Martha Grimes
–Wenn die Mausefalle schließt
– Der Zug fährt ab

Zwei Romane in einem Band

Wer Martha Grimes kennt, der freut sich stets auf gut gesponnene Kriminalromane mit Inspektor Jury und weiteren liebgewonnenen Protagonisten.

Doch hier weicht Martha Grimes von ihren Prinzipien ab.

Edith, eine alleinstehende Frau mittleren Alters ist in der Zeit nach dem Tod ihrer Mutter hängen geblieben. Sie sehnt sich nach Freundschaft, Liebe und Geborgenheit.

Stets ihrem Mittwochsritual folgend genießt Sie Kaffee und Kuchen in Mrs. Dawson´s Tea Room. Dort trifft sie durch Zufall auf einen berühmten Schauspieler.

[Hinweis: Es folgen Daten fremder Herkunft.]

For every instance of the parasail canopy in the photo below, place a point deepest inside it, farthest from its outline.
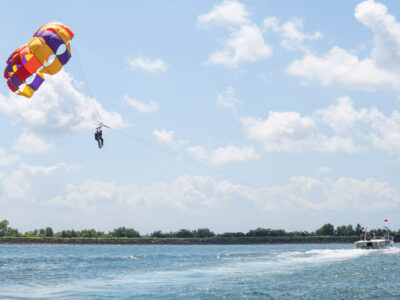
(46, 53)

Archie Marchbanks ist gelangweilt von seinem Leben. Die Rollen entsprechen nicht seinen Vorstellungen und mit den Regisseuren gibt es ständig gezänk. Da kommt ihm eine Abwechslung in Form von Edith gerade recht.

Beide schließen Freundschaft. Wobei Archie das selbstverständlich anders bezeichnen würde. Edith hingegen genießt anfänglich die Treffen und fiebert den kommenden Mittwochnachmittagen sehnlichst entgegen.

Als sie ihre Freundschaft etwas genauer betrachtet, ist sie sich jedoch selbst nicht mehr im Klaren, was hier so genau gespielt wird.

Im zweiten Roman führt uns Martha Grimes durch die Kulinarik Londons und in eine etwas seltsame Beziehung ebenfalls unter Freunden.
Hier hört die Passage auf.